Recent advancements in large audio-language models (LALMs) have enabled speech-based user interactions, significantly enhancing user experience and accelerating the deployment of LALMs in real-world applications. However, ensuring the safety of LALMs is crucial to prevent risky outputs that may raise societal concerns or violate AI regulations. Despite the importance of this issue, research on jailbreaking LALMs remains limited due to their recent emergence and the additional technical challenges they present compared to attacks on DNN-based audio models. Specifically, the audio encoders in LALMs, which involve discretization operations, often lead to gradient shattering, hindering the effectiveness of attacks relying on gradient-based optimizations. The behavioral variability of LALMs further complicates the identification of effective (adversarial) optimization targets. Moreover, enforcing stealthiness constraints on adversarial audio waveforms introduces a reduced, non-convex feasible solution space, further intensifying the challenges of the optimization process. To overcome these challenges, we develop AdvWave, the first jailbreak framework against LALMs. We propose a dual-phase optimization method that addresses gradient shattering, enabling effective end-to-end gradient-based optimization. Additionally, we develop an adaptive adversarial target search algorithm that dynamically adjusts the adversarial optimization target based on the response patterns of LALMs for specific queries. To ensure that adversarial audio remains perceptually natural to human listeners, we design a classifier-guided optimization approach that generates adversarial noise resembling common urban sounds. Extensive evaluations on multiple advanced LALMs demonstrate that AdvWave outperforms baseline methods, achieving a 40% higher average jailbreak attack success rate.

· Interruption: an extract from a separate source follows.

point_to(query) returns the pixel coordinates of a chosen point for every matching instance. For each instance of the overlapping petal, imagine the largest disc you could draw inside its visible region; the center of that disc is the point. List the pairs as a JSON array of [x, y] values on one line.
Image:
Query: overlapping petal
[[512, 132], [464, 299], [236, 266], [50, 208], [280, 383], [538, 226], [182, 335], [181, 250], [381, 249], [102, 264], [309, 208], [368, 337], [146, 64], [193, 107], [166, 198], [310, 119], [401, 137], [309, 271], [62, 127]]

翻译：近年来，大型音频-语言模型（LALMs）的进展使得基于语音的用户交互成为可能，显著提升了用户体验，并加速了LALMs在实际应用中的部署。然而，确保LALMs的安全性至关重要，以防止可能引发社会担忧或违反AI法规的风险性输出。尽管这一问题十分重要，但由于LALMs近期才兴起，且与针对基于DNN的音频模型的攻击相比存在额外的技术挑战，针对LALMs越狱攻击的研究仍然有限。具体而言，LALMs中的音频编码器涉及离散化操作，常导致梯度破碎，从而削弱了依赖基于梯度的优化方法的攻击效果。LALMs的行为变异性进一步增加了识别有效（对抗性）优化目标的难度。此外，在对抗性音频波形上施加隐蔽性约束会引入一个缩减的、非凸的可行解空间，进一步加剧了优化过程的挑战。为克服这些挑战，我们开发了AdvWave，首个针对LALMs的越狱攻击框架。我们提出了一种双阶段优化方法，以应对梯度破碎问题，实现有效的端到端基于梯度的优化。此外，我们开发了一种自适应对抗目标搜索算法，该算法能根据LALMs对特定查询的响应模式动态调整对抗优化目标。为确保对抗性音频在感知上对人类听者保持自然，我们设计了一种分类器引导的优化方法，以生成类似于常见城市声音的对抗性噪声。在多个先进LALMs上的广泛评估表明，AdvWave优于基线方法，实现了平均越狱攻击成功率提升40%。